Since there is still no implementation, I collected such a "skeleton".

 class TBigMem{ private: HANDLE hFile; HANDLE hMap; __int64 hIndex; //можно переназначить тип на тот, который в вашей IDE __int64 maxsize; void * mWnd; DWORD AllocationGranularity; // Размер кратным которого должно быть окно bool DoMap(unsigned long * index){ if (hIndex >=0) UnmapViewOfFile(mWnd); hIndex = *(__int64*)index; void * wnd = MapViewOfFileEx(hMap, FILE_MAP_ALL_ACCESS, index[1], index[0],AllocationGranularity,mWnd); /*Окно*/ if (wnd == 0) wnd=MapViewOfFileEx(hMap,FILE_MAP_ALL_ACCESS, index[1], index[0],AllocationGranularity,NULL);/*Новое окно*/ if (wnd == 0) { /*Обработать ошибку - не хватает памяти скорее всего*/}; if (wnd!=0) mWnd = wnd; return wnd != 0; }; public: TBigMem (__int64 size) {// Размер можно сделать константой char buff[512]; SYSTEM_INFO si; GetSystemInfo(&si); AllocationGranularity = si.dwAllocationGranularity; GetTempPathA(sizeof(buff),buff); GetTempFileNameA(buff,"bigmem",0,buff); // Тут задать префикс для временного файла hFile = CreateFileA(buff,GENERIC_READ | GENERIC_WRITE ,0,NULL,CREATE_ALWAYS, FILE_ATTRIBUTE_TEMPORARY | FILE_FLAG_DELETE_ON_CLOSE,0); hIndex = -1; Realloc(size); } bool Realloc(__int64 size){ if (!hFile) return 0; if (hIndex >=0) UnmapViewOfFile(mWnd); if (hMap) CloseHandle(hMap); hMap = 0; hIndex = -1; hMap = CreateFileMappingA(hFile,0, PAGE_READWRITE, ((unsigned long*)&size)[1], ((unsigned long*)&size)[0] ,0); if (hMap !=0) maxsize = size; return hMap != 0; } bool isValid() { return hMap !=0; }; ~TBigMem(){ CloseHandle(hMap); CloseHandle(hFile); }; char& operator[](__int64 index){ union { __int64 i; unsigned long w[2]; } u; if (index >= maxsize)// Авторасширение с выравниванием Relloc(index - (index & AllocationGranularity)+AllocationGranularity); if (hMap == 0) return *(char*)NULL; // Не возможно, обработать ошибку unsigned long offs; int err = 0; ui = index; offs = uw[0] & (AllocationGranularity-1); uw[0] &= ~(AllocationGranularity-1); //TODO: тут можно дописать сдвиг индекса, что б окно было шире if (ui != hIndex) DoMap(&u.w[0]); //err = GetLastError(); return *((char*)mWnd + offs); }; unsigned int GetAvalible(__int64 index) { // Колличество байт, доступных в окне return AllocationGranularity-((unsigned int)(index & (AllocationGranularity-1))); } }; 

Tested on small volumes like this:

  char c; TBigMem data(1000000); data[0]=1; data[65536]=2; с = data[0]; // переключить на первую страницу с = data[65536]; // переключить другую станицу 

Data is saved. I had to figure out how to do the mapping, with the granulation of the pages, with the switching of the display (in many examples of switching pages there is no).
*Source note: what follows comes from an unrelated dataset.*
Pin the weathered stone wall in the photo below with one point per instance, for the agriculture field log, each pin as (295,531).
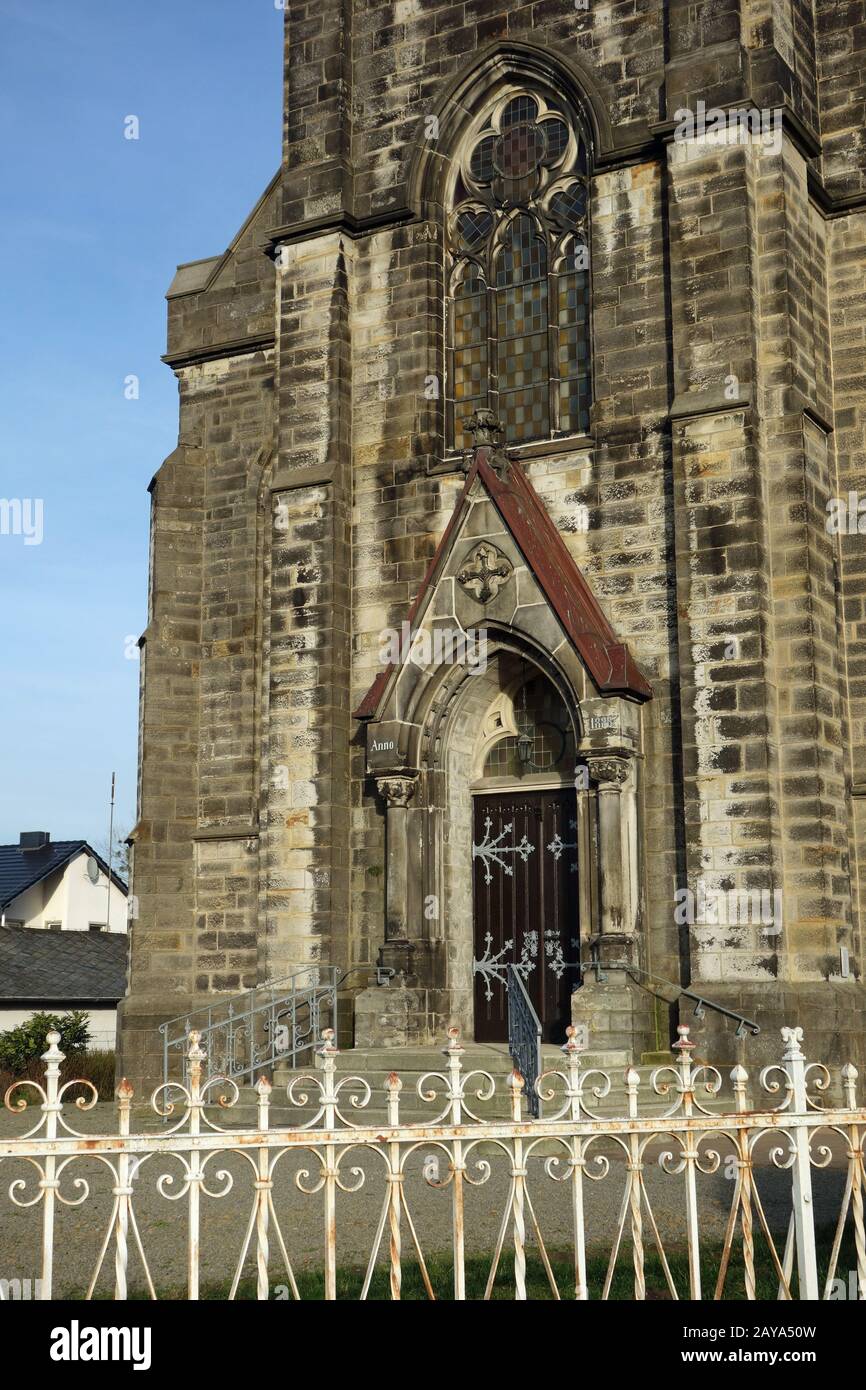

PS I expect a more convenient implementation. At the moment this is the only example of implementation.

  • For char, this solution is suitable, and for more capacious types, you need to add a "double" buffer, because with a size of more than one byte, the type may appear on the "two-page cut".

  • I was faced with the fact that I did not find an intelligent description of how to reserve memory for MapViewOfFileEx.

  • For the "extended" functionality, you may need templates template, this is for the future.